In fairness financial markets are a tough audience at the best of times but, on this occasion, their apparent indifference probably better reflected the realpolitik of the overall shape of the budget than the enthusiastic response of some backbenchers.

According to the accompanying OBR forecasts the size of the UK economy in real terms following the measures announced today will be only ½ percent higher “in the medium term” than in its March forecast and the tax burden (receipts as a percentage of GDP) will still rise to a post-war high of 37.7% albeit a little later in 2028-29.

But a half percentage point of growth in a £2.5 trillion economy can make a big monetary difference and, combined with falling inflation and broadly unchanged (nominal) departmental spending, has cut the OBR forecast of government borrowing in 2027-28 by £27 billion.

It is that ‘headroom’ that Chancellor Hunt has applied to the cuts he announced in National Insurance, to making permanent the ‘full expensing’ of capital investment in the first year and to uprating welfare benefits for lower income groups by the higher inflation rate in September rather than the more usual October reading.

Elsewhere the revised OBR forecasts show inflation falling further but remaining some 2 percentage points above its March forecast until around 2027 keeping interest rates about 1 percentage point higher (for all durations) over the same period. That implies maintained pressure on weaker corporate balance sheets and continuing headwinds for financial institutions in generating net interest income.

Political context: Signs of the Election Elephant

There is a joke my children, when much younger, used to love: “how do you know when there’s an elephant in the fridge? You can see footprints in the butter!”

There were four pretty big footprints typical of an Election Elephant in the Autumn Statement today:

  • The OBR GDP growth forecasts showed upward revisions in the near-term, downward further out.
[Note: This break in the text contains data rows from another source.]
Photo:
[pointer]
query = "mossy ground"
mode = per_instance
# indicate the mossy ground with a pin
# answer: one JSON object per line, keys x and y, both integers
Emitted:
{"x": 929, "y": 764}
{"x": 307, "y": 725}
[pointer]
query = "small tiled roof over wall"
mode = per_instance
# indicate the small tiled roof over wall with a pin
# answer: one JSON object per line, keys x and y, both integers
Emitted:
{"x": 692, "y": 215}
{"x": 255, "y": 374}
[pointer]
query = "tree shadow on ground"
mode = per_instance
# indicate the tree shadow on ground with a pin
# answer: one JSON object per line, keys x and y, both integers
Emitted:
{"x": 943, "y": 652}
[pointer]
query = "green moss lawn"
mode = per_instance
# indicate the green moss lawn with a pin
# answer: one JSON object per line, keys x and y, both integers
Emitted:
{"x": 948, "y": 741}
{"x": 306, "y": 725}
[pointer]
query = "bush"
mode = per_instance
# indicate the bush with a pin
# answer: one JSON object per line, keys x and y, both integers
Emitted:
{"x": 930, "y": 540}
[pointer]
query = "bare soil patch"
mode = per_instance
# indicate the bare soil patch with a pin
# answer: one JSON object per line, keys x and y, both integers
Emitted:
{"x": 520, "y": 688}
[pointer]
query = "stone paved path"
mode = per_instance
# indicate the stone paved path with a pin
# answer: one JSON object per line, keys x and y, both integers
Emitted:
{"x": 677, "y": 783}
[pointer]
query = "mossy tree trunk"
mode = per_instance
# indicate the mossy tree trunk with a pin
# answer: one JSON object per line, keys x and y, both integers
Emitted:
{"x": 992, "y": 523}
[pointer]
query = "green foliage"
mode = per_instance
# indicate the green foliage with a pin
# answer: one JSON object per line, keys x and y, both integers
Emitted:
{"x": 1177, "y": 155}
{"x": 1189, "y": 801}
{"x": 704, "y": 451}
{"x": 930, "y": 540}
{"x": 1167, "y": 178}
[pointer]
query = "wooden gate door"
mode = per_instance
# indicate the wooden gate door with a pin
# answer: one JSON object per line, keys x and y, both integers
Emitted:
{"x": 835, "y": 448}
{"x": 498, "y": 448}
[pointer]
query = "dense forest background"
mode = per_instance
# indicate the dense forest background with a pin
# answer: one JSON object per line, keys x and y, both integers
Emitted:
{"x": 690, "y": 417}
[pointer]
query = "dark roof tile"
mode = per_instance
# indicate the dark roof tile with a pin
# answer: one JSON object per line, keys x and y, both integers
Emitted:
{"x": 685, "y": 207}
  • The reductions in National Insurance are due to take effect in January 2024 rather than the more customary April.

  • Tax burden flattens out in the near-term before rising again to post war record after 2024.

  • Alcohol duties have again been frozen but only until 1 August, 2024.

While those and other measures may have no intended impact on the UK general election timetable, they are clearly likely – all else equal - to provide a boost in sentiment in the near-term before waning in effect as 2024 rolls on into 2025… a serendipitous wave which politicians would be keen to ride in the approach to a general election and which seems to peak in the first half of 2024.

Since the repeal in 2022 of the Fixed-term Parliaments Act (2011) general elections can be called at any time by the government but not later than 5 years after the last election. In this case that means it must be called by 17 December 2024 at the latest – and that puts the latest possible date for the next election as 28 January 2025.

But the general view is that the two most likely periods are in Spring or Autumn of 2024. Given the “footprints in the butter” above Chancellor Hunt appears to have kept alive and maybe given the edge to a Spring election. Indeed, a general election could be called for the same day as the local and mayoral elections scheduled for 2 May 2024.

With the opposition Labour party some 20 percentage points ahead in most opinion polls those elections represent something of a known risk for the government party. But if that gap is closing in the early part of 2024, helped by the measures in today’s Autumn Statement and perhaps by further measures in the March 2024 budget, the political calculus could change very quickly.